Carney FAILS on campaign promises
Canada’s economy, affordability crisis, trade uncertainty, energy future, immigration policy, and public-sector accountability all collide in this episode of The Really Big Show.
The discussion opens with Mark Carney’s broken campaign promises, including his claim that he was the best person to negotiate with Donald Trump and protect Canada’s trade relationship with the United States. With CUSMA uncertainty growing, Mexico appearing to move ahead in talks, and Canadian businesses facing more instability, the hosts argue Canada is being left exposed at the worst possible time.

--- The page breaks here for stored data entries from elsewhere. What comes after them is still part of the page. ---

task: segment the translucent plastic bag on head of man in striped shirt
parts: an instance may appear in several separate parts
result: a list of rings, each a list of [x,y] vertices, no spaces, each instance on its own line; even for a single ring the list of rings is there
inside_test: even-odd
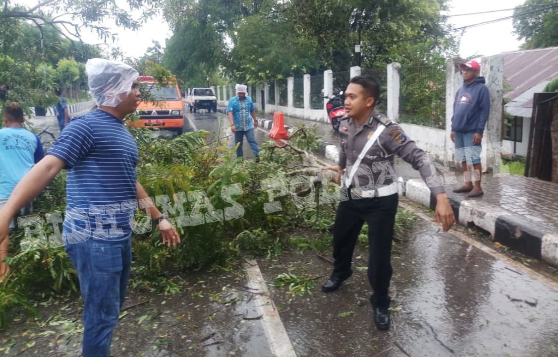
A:
[[[116,107],[130,92],[139,73],[118,61],[92,58],[85,64],[89,92],[97,106]]]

From there, the conversation turns to Canada’s stalled resource economy, the lack of private-sector confidence in major projects, and the push for electrification. The hosts question whether Carney’s energy strategy actually addresses affordability, reliability, and economic growth, or simply distracts from the urgent need to get Canadian resources to market.
The episode also digs into public-sector entitlement and government waste, including massive executive expenses, business-class travel, a growing federal bureaucracy, and billions spent on outside consultants. At a time when Canadians are struggling with groceries, rent, mortgages, and taxes, the segment asks why government officials keep spending like there are no consequences.
Finally, the show looks at Canada’s new immigration category for foreign military recruits and raises concerns about national security, military readiness, and whether the government is truly rebuilding the Armed Forces or just shifting numbers around to satisfy NATO spending targets.
It is a full breakdown of a country facing serious pressure on multiple fronts: weaker investment, higher costs, trade uncertainty, energy grid questions, government waste, and leadership that seems more focused on spin than results.